"Siap!" kemudian Zeya memutuskan panggilan.
Zeya segera bersiap mengeluarkan motornya dari garasi. Segala peralatan yang dibutuhkan telah dibawanya. Harapannya besar untuk bisa menemukan jentik-jentik hari ini.
Sesampainya di rumah Mas Daven, ia langsung mengutarakan maksudnya dan meminta sepupunya membantunya sampai dapat jentik-jentik.
"Lah itu selokan depan rumah banyak" jawab Mas Daven seraya menunjuk arah depan dengan dagunya, setelah mendapat penjelasan dari Zeya.
"Di selokan itu?" tanya Zeya, sambil mengarahkan jari telunjuknya disertai mata yang melotot. Ia sangat terkejut. Bukan masalah besar, namun selokan di depan rumah sepupunya tersebut berada di tepi jalan raya, meskipun jalannya hanya cukup untuk dua kendaraan roda empat yang bersimpangan. Namun, jalanan itu cukup ramai dengan pengendara.
"Beneran nih?" tanya Zeya meyakinkan.
"Iya, kemaren Dino (adik Daven) baru bisa naik sepeda kan? Terus dia nyungsep tuh di selokan. Pas keluar, jentik-jentik nempel semua tuh di badannya" Mas Daven bercerita sambil sedikit tertawa.
"Okeh, yang penting dapet" Zeya sudah menepis semua rasa malunya dan memang semenjak kuliah sedikit demi sedikit rasa malunya terus berkurang.
Zeya melubangi kedua ujung botol plastik bekas, kemudian mengaitkan keduanya dengan tali untuk menimba air di dalam selokan. Karena ia sedikit geli dengan bentuk hewan yang berkulit lentur dan lembek seperti halnya cacing.
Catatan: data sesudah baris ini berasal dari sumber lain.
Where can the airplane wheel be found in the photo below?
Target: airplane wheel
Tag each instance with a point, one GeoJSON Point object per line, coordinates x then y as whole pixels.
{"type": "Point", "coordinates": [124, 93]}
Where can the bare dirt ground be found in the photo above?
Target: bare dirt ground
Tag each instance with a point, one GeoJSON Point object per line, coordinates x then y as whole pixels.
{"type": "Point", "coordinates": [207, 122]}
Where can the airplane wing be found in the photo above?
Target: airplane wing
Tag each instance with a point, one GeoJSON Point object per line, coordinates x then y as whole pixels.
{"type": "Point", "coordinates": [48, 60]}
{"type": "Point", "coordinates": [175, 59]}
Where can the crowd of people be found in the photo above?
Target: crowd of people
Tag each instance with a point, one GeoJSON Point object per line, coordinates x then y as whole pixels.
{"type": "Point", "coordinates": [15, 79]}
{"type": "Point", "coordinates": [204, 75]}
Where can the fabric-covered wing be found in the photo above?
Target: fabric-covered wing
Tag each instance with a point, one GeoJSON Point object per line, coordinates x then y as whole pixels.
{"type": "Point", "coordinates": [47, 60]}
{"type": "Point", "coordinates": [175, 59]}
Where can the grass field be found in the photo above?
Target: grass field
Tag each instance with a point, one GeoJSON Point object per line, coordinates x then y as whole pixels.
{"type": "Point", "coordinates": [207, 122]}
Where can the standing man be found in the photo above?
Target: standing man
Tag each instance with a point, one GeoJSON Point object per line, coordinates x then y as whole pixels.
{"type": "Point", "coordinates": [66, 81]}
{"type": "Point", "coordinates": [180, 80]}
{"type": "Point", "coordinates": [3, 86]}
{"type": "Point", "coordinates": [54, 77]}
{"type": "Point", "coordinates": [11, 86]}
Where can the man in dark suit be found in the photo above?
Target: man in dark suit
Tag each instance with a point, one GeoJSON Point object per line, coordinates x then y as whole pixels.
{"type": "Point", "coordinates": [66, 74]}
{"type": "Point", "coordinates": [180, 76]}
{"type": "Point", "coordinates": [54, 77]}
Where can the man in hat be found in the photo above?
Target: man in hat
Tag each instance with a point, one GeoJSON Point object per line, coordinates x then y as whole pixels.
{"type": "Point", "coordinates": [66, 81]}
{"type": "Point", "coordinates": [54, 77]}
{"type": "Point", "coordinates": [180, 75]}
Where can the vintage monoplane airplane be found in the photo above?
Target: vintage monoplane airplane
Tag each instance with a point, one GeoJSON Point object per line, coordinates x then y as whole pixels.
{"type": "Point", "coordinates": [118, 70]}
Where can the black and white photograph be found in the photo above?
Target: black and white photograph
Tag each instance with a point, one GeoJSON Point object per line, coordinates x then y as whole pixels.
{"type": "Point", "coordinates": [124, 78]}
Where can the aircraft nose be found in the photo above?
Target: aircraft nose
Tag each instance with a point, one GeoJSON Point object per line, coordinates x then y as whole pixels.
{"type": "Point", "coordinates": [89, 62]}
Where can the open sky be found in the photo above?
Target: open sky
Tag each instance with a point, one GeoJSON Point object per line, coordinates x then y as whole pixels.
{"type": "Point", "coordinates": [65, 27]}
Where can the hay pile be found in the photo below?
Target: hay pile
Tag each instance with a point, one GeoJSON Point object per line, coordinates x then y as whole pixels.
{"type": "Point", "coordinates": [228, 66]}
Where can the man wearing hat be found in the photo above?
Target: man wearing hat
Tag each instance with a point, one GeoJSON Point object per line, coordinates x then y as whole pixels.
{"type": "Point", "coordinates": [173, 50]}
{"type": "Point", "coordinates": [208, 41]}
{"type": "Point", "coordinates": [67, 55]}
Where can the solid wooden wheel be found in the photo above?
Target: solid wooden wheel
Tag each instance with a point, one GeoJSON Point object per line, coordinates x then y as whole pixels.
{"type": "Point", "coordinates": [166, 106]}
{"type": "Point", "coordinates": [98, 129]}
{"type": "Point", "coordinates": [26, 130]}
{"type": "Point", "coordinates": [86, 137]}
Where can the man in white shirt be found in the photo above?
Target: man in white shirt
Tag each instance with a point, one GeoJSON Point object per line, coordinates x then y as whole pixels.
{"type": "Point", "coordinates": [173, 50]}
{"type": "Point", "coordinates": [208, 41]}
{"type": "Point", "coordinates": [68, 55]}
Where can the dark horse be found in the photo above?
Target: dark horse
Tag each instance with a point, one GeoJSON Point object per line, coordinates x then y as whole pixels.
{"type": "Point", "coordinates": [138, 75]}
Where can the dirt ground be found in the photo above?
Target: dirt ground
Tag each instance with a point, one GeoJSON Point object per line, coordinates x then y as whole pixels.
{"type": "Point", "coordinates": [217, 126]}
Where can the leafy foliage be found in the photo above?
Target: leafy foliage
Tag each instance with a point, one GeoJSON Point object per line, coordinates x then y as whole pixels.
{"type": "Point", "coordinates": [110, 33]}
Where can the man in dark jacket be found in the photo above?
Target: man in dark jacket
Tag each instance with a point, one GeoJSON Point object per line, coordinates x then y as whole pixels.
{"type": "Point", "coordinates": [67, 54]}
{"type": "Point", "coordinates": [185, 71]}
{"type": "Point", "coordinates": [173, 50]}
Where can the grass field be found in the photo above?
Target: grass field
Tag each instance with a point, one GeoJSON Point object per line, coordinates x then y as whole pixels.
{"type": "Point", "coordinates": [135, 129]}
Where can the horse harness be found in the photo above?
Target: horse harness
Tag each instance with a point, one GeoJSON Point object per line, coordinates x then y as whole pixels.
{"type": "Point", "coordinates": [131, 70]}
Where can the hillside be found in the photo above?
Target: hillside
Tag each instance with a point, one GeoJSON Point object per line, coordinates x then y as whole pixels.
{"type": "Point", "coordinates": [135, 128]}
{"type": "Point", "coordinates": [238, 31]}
Dua orang dewasa, Zeya dan Mas Daven, telah siap di tepi selokan yang menghadap langsung ke jalan raya. Zeya beberapa kali menimba air di selokan untuk mendapatkan jentik-jentik yang banyak. Hal itu dilakukan untuk mengurangi risiko kegagalan praktikumnya. Selama mereka duduk di tepi selokan, semua pengendara jalan yang melintas pasti teralihkan perhatian oleh mereka. Mungkin mereka juga terheran-heran melihat dua orang dewasa yang bermain di selokan, yang pastinya dipenuhi berjuta-juta mikroba.